Em um curto período da nossa história – de 2005, data dos primeiros inquéritos do mensalão, a 2020, quando o ex-juiz Sérgio Moro deixou o Ministério da Justiça – o Brasil viveu a ilusão de que deixaria de ser o país da impunidade. Foi em 2005 que o ministro Joaquim Barbosa enfrentou poderosas resistências e levou o STF a condenar 24 cabeças coroadas, entre as quais um ex-ministro da Casa Civil, dois ex-presidentes e um ex-tesoureiro de partidos políticos e um ex-presidente e um ex-diretor do Banco do Brasil, além de parlamentares, publicitários e empresários.
Em 2014, tão logo foram condenados os réus do mensalão, surgiu a Operação Lava Jato que desnudou para os brasileiros o escândalo do petrolão e condenou 174 pessoas, entre as quais um ex-presidente da República. A Lava Jato comprovou um gigantesco esquema de corrupção na Petrobras responsável pelo desvio de mais de R$ 18 bilhões, dos quais R$ 5,3 bilhões já retornaram aos cofres da empresa graças à ação das forças tarefa da operação.
O propósito de ampliar o combate à “corrupção sistêmica e endêmica que sempre foi o modo de fazer política no Brasil” (como bem definiu o ministro Luís Roberto Barroso) motivou o juiz Sérgio Moro, que esteve à frente da Justiça Federal de Curitiba à época da Lava Jato, a renunciar a magistratura para tomar posse no Ministério da Justiça.
Foi quando as forças da reação, incrustadas nos três poderes da República, iniciaram o desmonte da Lava Jato a partir do fim da prisão dos condenados em segunda instância, do desmonte das forças-tarefa, da anulação de condenações por filigranas processuais e da inacreditável decisão pela parcialidade dos julgamentos de Sérgio Moro.
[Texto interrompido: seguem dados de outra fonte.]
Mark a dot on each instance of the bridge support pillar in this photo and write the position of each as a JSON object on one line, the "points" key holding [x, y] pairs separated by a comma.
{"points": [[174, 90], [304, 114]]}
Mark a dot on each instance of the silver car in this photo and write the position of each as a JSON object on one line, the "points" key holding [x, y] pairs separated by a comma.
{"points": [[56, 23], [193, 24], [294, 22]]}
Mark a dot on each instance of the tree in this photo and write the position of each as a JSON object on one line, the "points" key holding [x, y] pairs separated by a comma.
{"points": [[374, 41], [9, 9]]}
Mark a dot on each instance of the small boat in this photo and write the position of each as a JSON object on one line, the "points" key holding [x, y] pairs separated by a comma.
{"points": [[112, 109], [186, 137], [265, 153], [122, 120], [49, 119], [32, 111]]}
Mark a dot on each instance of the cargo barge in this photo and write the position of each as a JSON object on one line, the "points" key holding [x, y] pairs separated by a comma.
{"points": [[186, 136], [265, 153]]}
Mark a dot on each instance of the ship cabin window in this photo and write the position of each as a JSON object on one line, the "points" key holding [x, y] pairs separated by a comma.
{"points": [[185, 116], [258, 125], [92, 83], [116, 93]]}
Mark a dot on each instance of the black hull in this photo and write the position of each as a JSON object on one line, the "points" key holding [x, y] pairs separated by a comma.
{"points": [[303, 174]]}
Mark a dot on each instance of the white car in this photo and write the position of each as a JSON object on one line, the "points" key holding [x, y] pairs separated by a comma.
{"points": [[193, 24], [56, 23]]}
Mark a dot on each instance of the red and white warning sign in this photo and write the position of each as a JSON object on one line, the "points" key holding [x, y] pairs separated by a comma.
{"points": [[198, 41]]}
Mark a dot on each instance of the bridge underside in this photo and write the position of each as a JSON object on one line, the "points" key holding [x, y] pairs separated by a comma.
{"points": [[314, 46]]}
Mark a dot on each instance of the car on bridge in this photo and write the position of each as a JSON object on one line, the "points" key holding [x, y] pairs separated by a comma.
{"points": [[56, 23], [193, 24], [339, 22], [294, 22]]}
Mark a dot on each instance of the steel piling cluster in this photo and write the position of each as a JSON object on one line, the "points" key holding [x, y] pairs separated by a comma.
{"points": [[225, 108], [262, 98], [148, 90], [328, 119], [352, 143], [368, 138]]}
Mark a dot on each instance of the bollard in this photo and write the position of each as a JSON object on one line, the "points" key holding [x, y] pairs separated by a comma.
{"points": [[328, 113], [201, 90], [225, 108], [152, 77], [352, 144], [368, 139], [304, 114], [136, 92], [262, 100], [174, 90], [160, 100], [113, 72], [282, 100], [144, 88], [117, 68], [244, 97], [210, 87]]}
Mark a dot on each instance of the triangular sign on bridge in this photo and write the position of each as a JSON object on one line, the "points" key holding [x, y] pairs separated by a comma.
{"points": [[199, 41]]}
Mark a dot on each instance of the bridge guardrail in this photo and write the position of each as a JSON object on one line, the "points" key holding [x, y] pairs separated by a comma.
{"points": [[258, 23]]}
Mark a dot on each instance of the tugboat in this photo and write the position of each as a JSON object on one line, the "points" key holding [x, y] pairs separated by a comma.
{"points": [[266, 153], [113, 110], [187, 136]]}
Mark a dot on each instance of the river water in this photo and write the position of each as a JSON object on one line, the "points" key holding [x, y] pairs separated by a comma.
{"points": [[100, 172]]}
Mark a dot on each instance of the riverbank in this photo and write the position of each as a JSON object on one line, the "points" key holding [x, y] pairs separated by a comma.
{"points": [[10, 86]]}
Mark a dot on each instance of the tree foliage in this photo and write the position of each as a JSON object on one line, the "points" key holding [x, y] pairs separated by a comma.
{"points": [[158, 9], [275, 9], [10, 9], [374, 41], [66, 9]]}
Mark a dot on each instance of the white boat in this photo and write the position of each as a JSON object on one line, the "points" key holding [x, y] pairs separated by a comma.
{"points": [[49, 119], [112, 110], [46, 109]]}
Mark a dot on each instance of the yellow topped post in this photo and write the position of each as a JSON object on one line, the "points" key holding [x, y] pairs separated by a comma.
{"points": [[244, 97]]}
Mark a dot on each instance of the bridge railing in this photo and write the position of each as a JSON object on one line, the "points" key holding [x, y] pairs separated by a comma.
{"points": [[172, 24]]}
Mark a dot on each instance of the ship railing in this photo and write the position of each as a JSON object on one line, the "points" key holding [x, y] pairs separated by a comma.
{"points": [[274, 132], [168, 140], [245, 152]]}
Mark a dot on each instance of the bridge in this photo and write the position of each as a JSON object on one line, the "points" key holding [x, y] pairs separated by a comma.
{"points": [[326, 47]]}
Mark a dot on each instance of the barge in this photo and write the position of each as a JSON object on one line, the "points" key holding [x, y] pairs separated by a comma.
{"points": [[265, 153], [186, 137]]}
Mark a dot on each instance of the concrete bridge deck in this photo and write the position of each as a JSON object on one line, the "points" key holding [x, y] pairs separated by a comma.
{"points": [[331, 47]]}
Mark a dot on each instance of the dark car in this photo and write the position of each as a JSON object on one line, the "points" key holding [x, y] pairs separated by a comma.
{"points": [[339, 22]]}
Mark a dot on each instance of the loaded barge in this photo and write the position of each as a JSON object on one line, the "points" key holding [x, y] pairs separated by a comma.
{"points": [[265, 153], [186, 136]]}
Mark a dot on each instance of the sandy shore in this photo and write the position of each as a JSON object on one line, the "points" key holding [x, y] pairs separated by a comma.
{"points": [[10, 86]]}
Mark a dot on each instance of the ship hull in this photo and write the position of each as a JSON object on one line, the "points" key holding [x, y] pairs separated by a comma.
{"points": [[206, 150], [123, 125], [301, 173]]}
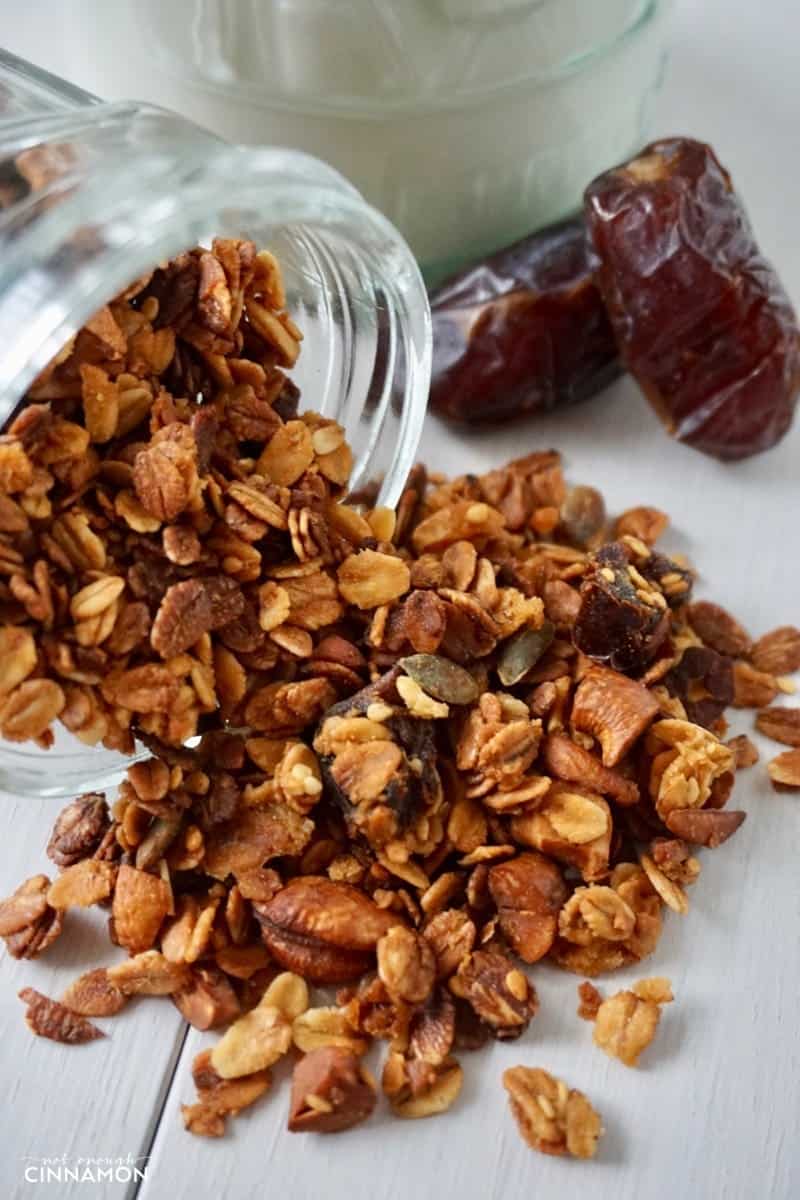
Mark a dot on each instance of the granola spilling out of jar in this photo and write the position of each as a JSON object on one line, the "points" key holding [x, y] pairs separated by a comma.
{"points": [[403, 755]]}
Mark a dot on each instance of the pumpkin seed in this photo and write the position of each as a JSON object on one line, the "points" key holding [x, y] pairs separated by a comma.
{"points": [[523, 652], [441, 678]]}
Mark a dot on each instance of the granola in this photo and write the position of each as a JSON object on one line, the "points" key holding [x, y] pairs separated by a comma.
{"points": [[552, 1117], [403, 753]]}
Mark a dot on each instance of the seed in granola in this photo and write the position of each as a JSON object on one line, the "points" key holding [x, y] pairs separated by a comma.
{"points": [[522, 652], [552, 1119], [644, 523], [440, 678], [583, 515]]}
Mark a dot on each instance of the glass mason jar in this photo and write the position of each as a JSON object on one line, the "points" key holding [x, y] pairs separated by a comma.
{"points": [[468, 123], [112, 189]]}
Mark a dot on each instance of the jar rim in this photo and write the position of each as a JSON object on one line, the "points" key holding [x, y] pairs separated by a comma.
{"points": [[52, 282], [413, 107]]}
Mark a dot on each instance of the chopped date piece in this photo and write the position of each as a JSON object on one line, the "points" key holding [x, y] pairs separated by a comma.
{"points": [[701, 318], [379, 765], [623, 621], [703, 681], [522, 331]]}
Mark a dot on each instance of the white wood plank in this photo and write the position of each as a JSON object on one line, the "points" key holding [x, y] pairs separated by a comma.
{"points": [[95, 1101]]}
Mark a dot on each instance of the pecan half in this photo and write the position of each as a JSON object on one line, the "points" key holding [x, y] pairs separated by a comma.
{"points": [[78, 829], [325, 931], [627, 1021], [498, 991], [28, 922], [206, 1000], [704, 827], [48, 1019]]}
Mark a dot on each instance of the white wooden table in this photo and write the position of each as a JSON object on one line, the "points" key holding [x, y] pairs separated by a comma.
{"points": [[715, 1109]]}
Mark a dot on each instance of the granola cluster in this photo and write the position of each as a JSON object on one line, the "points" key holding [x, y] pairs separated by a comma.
{"points": [[427, 745]]}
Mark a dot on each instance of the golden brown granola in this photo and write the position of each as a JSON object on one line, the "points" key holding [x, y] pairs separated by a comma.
{"points": [[785, 769], [427, 745], [780, 724], [626, 1023], [552, 1117]]}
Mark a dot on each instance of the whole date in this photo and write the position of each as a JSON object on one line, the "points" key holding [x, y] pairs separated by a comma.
{"points": [[701, 317], [522, 331]]}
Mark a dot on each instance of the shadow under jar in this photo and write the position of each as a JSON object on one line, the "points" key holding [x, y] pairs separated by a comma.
{"points": [[116, 189]]}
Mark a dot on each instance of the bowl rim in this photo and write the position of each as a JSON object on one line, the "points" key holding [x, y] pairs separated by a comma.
{"points": [[413, 107]]}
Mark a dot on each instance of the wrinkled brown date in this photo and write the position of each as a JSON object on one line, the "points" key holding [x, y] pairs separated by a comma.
{"points": [[522, 331], [701, 317]]}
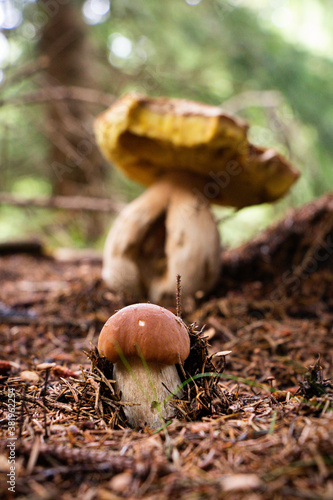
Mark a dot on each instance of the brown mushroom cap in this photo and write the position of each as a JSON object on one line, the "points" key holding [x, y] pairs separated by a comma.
{"points": [[150, 137], [148, 329]]}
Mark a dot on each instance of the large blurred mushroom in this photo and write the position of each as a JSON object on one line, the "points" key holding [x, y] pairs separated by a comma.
{"points": [[190, 155]]}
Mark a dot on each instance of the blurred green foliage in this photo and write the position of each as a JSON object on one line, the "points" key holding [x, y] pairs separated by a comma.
{"points": [[254, 60]]}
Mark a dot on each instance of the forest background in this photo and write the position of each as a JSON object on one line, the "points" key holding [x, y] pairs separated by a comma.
{"points": [[62, 62]]}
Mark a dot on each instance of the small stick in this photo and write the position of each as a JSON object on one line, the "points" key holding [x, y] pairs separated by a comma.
{"points": [[178, 296], [22, 411], [43, 394]]}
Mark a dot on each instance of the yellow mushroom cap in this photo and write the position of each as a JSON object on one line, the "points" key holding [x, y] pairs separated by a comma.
{"points": [[150, 137]]}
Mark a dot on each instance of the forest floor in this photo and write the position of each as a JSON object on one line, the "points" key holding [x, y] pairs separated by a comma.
{"points": [[262, 429]]}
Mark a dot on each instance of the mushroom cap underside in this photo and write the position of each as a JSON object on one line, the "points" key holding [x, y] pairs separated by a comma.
{"points": [[150, 137], [145, 330]]}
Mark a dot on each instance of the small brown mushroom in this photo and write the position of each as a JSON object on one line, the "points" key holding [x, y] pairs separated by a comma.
{"points": [[145, 342], [190, 155]]}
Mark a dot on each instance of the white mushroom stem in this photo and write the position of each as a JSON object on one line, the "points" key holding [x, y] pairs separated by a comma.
{"points": [[168, 230], [148, 387]]}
Dezesseis meses após ser empossado, Moro, decepcionado com o governo, pediu o boné e deixou o Ministério da JustiçaDezesseis meses após ser empossado, Moro, decepcionado com o governo, pediu o boné e deixou o Ministério da Justiça. A partir daí os responsáveis pela mais bem-sucedida inciativa de combate à corrupção do país passaram a ser perseguidos porque, como disse o ministro Barroso “os corruptos querem mais do que impunidade, querem vingança”.
A classe política fez a sua parte na vingança ao implodir a ingênua pretensão de Sérgio Moro de disputar a Presidência da República. Ao ex-juiz foram negados a legenda partidária e os recursos para minimamente divulgar a sua plataforma como candidato. Acabou triturado pela engrenagem da velha política em uma esdrúxula associação de interesses de praticamente todos os partidos, desde os da extrema esquerda aos da extrema direita passando pelo Centrão que abriga a maioria dos investigados pelo ex-juiz.
O mais recente capítulo da vingança chegou sob a forma de uma “ação popular” liderada por parlamentares do PT que subscreveram documento de advogados do grupo “`Prerrogativas” acusando Moro de “manipular a Petrobras como mero instrumento ao acobertamento dos seus interesses pessoais” o que teria levado a economia brasileira a acumular um prejuízo de R$ 142,6 bilhões e a perder 4,4 milhões de empregos.
Tal argumento – de que a Lava Jato teria causado prejuízos ao país – já tinha sido levantado em uma das sessões do STF pelo ministro Ricardo Lewandowski. Sustentou o ministro que a operação “produziu, pelo menos, três vezes mais prejuízos econômicos do que aquele que ela avalia ter sido desviado com a corrupção”. A melhor resposta a Lewandoswski foi dada, na ocasião, pelo ministro Luís Roberto Barroso: “Vossa Excelência acha que o problema então foi o enfrentamento da corrupção e não a corrupção?”
É essa, infelizmente, a inversão de valores que o Brasil vive atualmente, onde ainda há lugar para gente que, por mais absurdo que isso seja, pensa que os brasileiros são idiotas a ponto de acreditar que é o combate à corrupção – e não a corrupção – que destrói o nosso país.